REUTERS/Axel Schmidt

“What is special about WikiLeaks is that it’s not just another damn story, it’s not just another damn journalist putting their damn byline, advertising themselves and their position on another damn story.”

That’s the assessment of WikiLeaks founder Julian Assange, who appeared in Sydney over the weekend (albeit via video link) for a wide-ranging discussion on the failings of modern media, the power of leaked information and why WikiLeaks is happy to court scandal.

And while he says newspapers publish nothing more than “weaponized text,” he’s more than happy with the advent of “fake news.”

WikiLeaks, which celebrated its 10th anniversary in October last year, has never been one to shrink from its stated goal of uncovering “government and corporate misconduct.” However, the organization has come under fire in recent months for the way it releases information, particularly around the timing of its leaks in the lead up to the 2016 election.

But speaking to the audience in Sydney -- including supporters who were willing to yell their support during the live cross -- Assange defended WikiLeaks as “a wonderful library you can trust” and a source of “original pristine information.”

“You’re not reading pre-weaponized knowledge,” he said of the organizations’ millions of documents. “When you read a newspaper article, you are reading weaponized text that is designed to affect a person just like you.

“I think that is the real beauty of WikiLeaks... it is that sea of information, that treasure, that intellectual treasure, that rebel library of Alexandria you can go into.”

Assange’s comments throughout the two-hour event pitted this unfiltered archive of information against what he called the “very, very, very inaccurate” press and the “opportunistic snipers” that work in the industry as journalists.

But this disdain for the global news media did not necessarily extend to “fake news.”

“When the narrative of fake news came out and was then taken off effectively by the neo-liberal press and pushed around... I could see exactly where that was going. I was rather happy about it,” he said.

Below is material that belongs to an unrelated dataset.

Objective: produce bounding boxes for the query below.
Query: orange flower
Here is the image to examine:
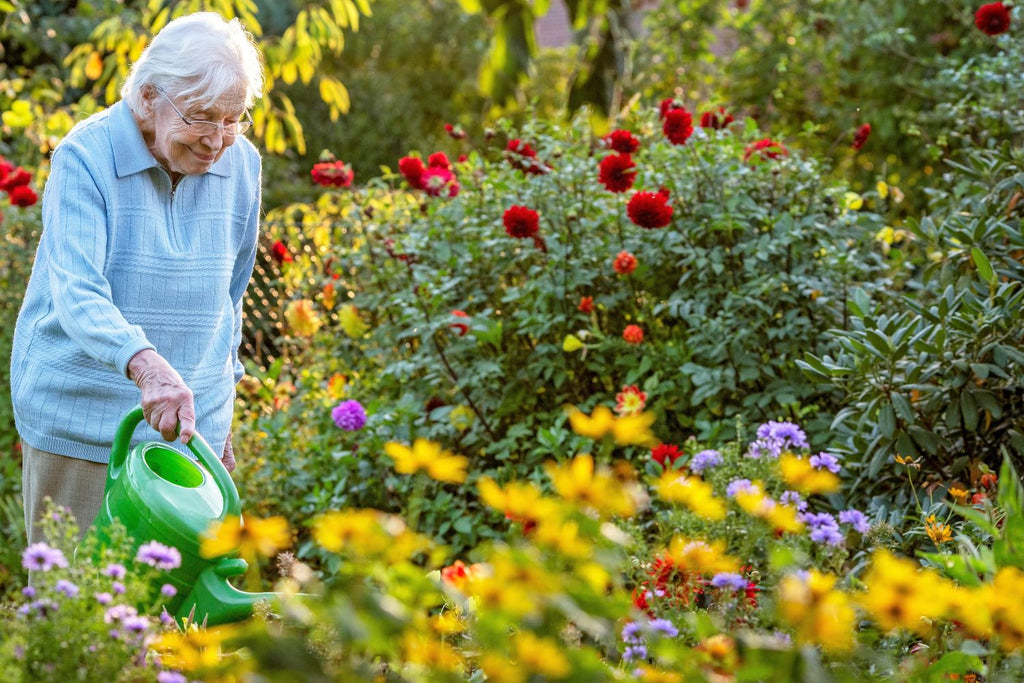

“WikiLeaks is very happy that there is a narrative about fake news out there because we have a perfect record of having never got it wrong in terms of authentications.”

So what if that “pristine” information is private correspondence allegedly from one of Hillary Clinton’s top aides, released a month before the election? Does freedom of information take on a new meaning when that information is timed to have the maximum impact? 

“Sources don’t give you stuff unless it’s going to have impact,” Assange said.

“The real value in WikiLeaks is it is a wonderful library that you can trust... But the library has to be marketed. And so the scandal-generation business, which we’re also in -- I view that as a kind of marketing effort for what is much more substantial, which is our archive.” 

And as for the timing of the Podesta emails? 

“We try and maximize the value of the information to readers. So that’s publishing it at the moment when they most want to read it, when they most want to know what it contains. And that’s definitely before an election rather than after election.” 

Assange himself is currently in election mode once more, awaiting the outcome of the Ecuadorian presidential election to learn if his status in the country’s London embassy will change. But if there’s one thing his Sydney audience learned, he’s not shying away from scandal any time soon.